Thursday, June 24, 2010

Checking Premises, Part 2

Last time, I wrote about two big premises that I had to check, decide about, and improve upon so that I could become a healthier person, inside and out. I wrote a little about some of the reasons I switched to a paleo diet (mostly--still working on the nooks and crannies, so to speak), and how my perfectionism paralyzed me. I'd like to thank everyone for their comments on that post.

This time, I'll keep listing some premises (in as-they-occur-to-me order), and describing some of the mental work I've done to identify and change them. This mental work is hard stuff, but necessary to make real changes in one's life. I don't know a person who has improved his life who hasn't spent time doing this--thinking about wrong ideas he was holding, and trying really hard to put better ideas in their place. This introspection, as a friend pointed out on Twitter today, ". . . may be a, if not the, fundamental practical skill that underlies the virtue of pride." 


Okay, so on to the next premise change. This time it's:


Learning to Value Health


Somehow along the way to adulthood, I learned that it's better to be smart than athletic. It is better to read than to run. It is better to think than to move. Also, I hated to sweat in gym class, and the Powers That Be always saw fit to schedule my PE for 1st Period. (And here is where I'll wave to all of the 8th grade boys in 2nd Period History (or was it Science?) who basically pretty much sucked. I'm sure they're lovely human beings now, but at the time . . . notsomuch.)


At some point in my early adulthood, it dawned on me that I was not, in fact, immortal, and that if I wanted to live a really long time (and loving life, that seemed a laudable goal), then I'd better start valuing my health. And so that's when I began trying to eat better (still the SAD way for many years, which was a fruitless endeavor), and trying to move more. In my late 20s, we discovered Atkins and Protein Power, and gave those diets a try, with quite a bit of success. I lost tons of weight and got a treadmill and started using it regularly. Yay.
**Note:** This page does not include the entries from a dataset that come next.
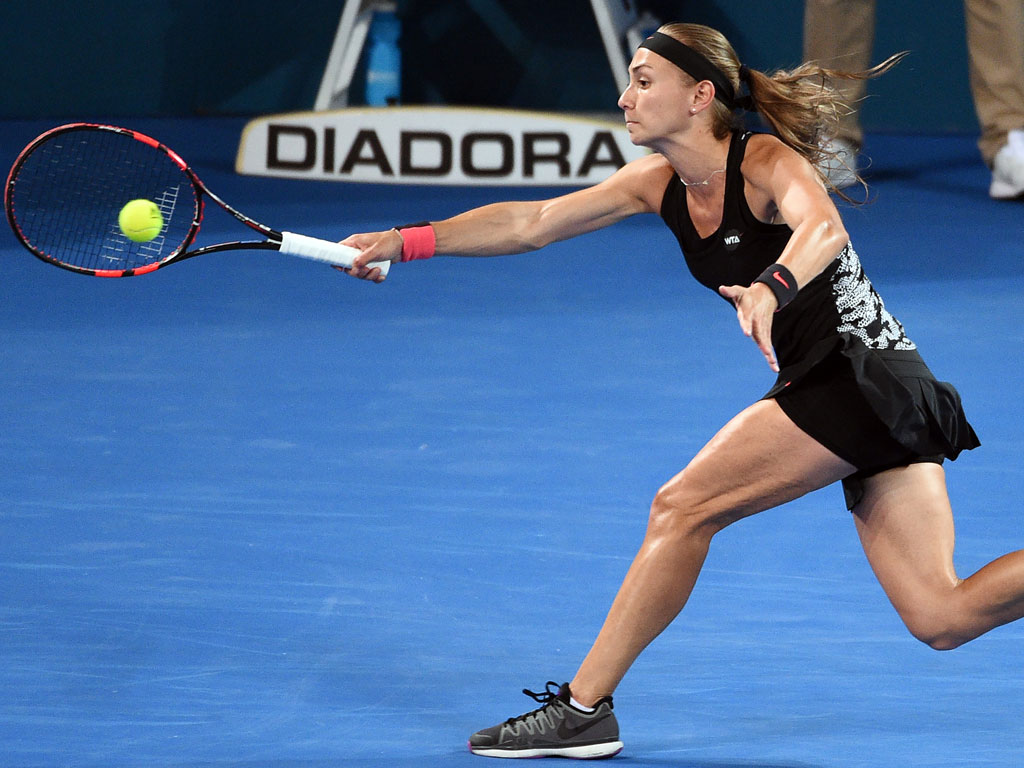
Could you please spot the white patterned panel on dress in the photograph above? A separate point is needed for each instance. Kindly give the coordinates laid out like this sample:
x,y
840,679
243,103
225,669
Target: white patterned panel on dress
x,y
860,308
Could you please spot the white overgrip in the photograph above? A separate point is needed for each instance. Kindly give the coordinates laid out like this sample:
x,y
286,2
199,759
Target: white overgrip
x,y
324,250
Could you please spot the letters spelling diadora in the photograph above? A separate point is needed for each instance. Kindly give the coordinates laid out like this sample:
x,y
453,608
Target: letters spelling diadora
x,y
323,154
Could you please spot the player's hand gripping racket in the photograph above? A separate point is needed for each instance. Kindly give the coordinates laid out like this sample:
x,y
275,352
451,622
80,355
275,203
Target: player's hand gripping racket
x,y
67,187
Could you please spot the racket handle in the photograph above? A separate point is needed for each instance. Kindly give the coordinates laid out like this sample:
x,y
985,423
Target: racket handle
x,y
324,250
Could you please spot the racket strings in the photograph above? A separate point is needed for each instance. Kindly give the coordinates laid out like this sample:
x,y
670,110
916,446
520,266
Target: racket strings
x,y
69,192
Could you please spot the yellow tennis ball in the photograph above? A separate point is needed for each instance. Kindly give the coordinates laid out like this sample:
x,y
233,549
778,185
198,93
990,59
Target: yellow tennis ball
x,y
140,220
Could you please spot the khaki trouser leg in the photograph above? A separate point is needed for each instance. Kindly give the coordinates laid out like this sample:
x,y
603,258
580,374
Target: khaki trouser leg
x,y
840,35
995,53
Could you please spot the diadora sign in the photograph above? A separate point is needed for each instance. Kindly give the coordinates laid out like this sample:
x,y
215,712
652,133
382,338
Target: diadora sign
x,y
435,146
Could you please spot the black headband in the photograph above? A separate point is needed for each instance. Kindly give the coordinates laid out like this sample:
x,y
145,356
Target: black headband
x,y
694,65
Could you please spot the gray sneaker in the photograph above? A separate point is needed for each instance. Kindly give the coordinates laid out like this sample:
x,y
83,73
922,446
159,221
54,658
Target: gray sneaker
x,y
557,729
1008,169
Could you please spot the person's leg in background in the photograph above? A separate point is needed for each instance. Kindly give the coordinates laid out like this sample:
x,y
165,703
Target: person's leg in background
x,y
995,53
840,35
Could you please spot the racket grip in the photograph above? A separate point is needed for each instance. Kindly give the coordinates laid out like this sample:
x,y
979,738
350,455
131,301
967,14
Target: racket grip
x,y
324,250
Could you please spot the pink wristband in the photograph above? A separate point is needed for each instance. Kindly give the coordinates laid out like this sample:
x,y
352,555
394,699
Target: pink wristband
x,y
417,243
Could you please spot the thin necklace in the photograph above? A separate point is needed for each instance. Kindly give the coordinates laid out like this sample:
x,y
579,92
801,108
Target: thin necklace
x,y
700,183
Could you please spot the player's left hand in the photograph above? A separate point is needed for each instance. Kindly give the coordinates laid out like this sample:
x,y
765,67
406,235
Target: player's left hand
x,y
755,309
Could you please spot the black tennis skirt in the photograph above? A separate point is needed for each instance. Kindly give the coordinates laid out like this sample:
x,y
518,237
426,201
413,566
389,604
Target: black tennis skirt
x,y
875,409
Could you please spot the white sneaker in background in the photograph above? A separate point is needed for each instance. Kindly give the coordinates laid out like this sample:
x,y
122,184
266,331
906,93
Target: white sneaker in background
x,y
1008,169
840,166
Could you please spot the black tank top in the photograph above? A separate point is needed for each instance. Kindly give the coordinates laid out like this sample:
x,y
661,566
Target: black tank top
x,y
839,300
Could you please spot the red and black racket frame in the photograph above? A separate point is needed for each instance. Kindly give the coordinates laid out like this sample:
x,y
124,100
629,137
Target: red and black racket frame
x,y
178,254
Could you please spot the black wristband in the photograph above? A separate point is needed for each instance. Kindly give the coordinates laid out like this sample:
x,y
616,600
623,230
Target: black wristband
x,y
781,283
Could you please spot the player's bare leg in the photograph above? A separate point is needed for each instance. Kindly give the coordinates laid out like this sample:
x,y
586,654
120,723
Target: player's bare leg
x,y
759,460
906,527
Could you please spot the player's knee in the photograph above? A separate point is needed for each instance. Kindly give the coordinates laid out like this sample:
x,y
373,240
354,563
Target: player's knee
x,y
682,509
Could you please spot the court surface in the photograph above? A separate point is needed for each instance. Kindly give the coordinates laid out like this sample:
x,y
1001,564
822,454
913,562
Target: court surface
x,y
256,514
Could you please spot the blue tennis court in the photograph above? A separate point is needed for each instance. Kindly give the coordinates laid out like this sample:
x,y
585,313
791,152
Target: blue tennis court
x,y
256,514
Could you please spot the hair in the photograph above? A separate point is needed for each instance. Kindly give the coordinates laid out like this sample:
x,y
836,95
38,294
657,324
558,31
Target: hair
x,y
800,105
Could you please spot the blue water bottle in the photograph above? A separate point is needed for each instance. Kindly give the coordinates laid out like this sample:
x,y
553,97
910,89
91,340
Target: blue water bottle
x,y
384,61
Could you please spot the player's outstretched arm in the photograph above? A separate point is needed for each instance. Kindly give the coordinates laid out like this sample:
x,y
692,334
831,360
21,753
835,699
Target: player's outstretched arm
x,y
518,226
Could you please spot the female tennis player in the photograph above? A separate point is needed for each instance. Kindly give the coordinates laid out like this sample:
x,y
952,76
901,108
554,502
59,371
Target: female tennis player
x,y
854,400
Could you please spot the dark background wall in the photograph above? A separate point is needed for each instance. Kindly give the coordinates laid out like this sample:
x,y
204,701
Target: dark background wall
x,y
186,57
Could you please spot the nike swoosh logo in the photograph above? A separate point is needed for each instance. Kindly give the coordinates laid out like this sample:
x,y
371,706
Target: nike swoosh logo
x,y
564,731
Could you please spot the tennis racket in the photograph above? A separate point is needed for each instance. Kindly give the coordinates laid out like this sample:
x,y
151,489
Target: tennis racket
x,y
67,187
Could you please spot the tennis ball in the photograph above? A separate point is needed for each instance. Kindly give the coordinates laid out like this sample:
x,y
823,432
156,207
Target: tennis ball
x,y
140,220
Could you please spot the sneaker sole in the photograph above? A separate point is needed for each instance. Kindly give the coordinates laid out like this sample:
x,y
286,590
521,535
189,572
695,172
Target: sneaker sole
x,y
1005,190
584,752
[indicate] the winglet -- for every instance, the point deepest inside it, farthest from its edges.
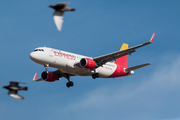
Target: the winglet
(35, 77)
(152, 38)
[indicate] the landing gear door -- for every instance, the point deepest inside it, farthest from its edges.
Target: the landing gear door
(51, 53)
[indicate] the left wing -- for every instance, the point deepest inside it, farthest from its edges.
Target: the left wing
(113, 56)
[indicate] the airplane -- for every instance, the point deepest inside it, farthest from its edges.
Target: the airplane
(60, 8)
(70, 64)
(14, 88)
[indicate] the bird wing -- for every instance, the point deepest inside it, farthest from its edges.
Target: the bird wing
(13, 93)
(58, 19)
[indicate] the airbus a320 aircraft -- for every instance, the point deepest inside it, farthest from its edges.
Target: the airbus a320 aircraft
(70, 64)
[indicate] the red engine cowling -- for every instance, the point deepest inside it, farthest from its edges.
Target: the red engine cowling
(87, 63)
(49, 77)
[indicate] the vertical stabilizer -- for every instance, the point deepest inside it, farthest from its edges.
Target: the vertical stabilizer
(123, 61)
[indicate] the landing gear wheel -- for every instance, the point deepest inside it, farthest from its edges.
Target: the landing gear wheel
(97, 75)
(69, 84)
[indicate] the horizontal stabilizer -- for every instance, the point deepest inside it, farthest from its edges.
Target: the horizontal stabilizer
(136, 67)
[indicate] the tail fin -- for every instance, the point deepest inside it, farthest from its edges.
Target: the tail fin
(123, 61)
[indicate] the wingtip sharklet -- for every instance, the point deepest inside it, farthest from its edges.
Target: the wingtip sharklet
(35, 77)
(152, 38)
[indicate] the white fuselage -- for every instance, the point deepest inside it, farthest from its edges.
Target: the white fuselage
(68, 62)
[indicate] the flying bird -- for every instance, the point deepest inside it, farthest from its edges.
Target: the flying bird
(13, 89)
(60, 8)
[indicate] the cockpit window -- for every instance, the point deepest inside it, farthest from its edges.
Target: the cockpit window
(38, 50)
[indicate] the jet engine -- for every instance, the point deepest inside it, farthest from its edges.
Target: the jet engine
(49, 77)
(87, 63)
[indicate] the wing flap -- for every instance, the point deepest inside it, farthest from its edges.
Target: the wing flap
(137, 67)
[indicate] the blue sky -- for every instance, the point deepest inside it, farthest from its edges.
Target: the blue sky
(95, 28)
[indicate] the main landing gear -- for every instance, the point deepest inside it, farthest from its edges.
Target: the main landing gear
(69, 83)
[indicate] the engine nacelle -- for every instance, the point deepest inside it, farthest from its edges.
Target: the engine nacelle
(131, 72)
(87, 63)
(49, 77)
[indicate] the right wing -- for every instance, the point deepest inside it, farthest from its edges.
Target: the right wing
(113, 56)
(57, 72)
(136, 67)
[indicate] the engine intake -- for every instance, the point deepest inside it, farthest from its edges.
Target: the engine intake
(87, 63)
(49, 77)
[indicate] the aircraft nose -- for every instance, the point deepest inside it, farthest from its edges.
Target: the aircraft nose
(33, 56)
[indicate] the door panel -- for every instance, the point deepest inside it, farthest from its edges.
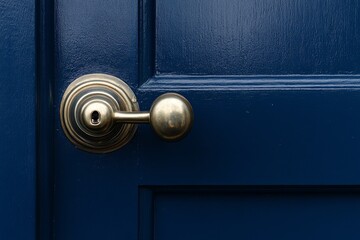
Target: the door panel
(257, 37)
(256, 214)
(18, 120)
(264, 118)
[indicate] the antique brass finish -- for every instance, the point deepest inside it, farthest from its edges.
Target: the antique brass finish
(99, 113)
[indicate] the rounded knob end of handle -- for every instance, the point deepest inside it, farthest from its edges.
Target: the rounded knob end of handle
(171, 116)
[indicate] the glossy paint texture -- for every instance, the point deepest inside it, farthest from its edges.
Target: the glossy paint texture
(18, 120)
(257, 37)
(274, 149)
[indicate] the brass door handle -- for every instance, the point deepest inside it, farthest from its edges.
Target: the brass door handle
(99, 113)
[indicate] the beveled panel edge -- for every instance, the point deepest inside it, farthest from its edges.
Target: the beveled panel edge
(251, 82)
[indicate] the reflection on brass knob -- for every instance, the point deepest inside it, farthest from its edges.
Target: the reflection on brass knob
(99, 113)
(171, 116)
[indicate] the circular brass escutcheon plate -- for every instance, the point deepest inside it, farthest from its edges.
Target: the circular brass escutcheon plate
(81, 107)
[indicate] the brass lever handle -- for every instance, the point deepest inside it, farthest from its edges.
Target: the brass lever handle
(99, 113)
Progress--not only on the physical side, but in the "caring about how healthy I am" side.

I sought help for my allergies, too. At that time, my environmental allergies were so severe I could barely function between the months of March and July, let alone do any kind of exercise on a consistent basis that required breathing. I started allergy shots, but had to stop when I got pregnant with Ryan (I hadn't moved up to my maintenance dose). I re-started after he was born, and continued them for 5 years, all through Morgan's pregnancy and birth. Allergy shots were a life-saver. I still have allergies, but this year, I took a Claritin every once in a while, as opposed to being nearly non-functional and having impaired hearing (from clogged ears) for a significant portion of the year.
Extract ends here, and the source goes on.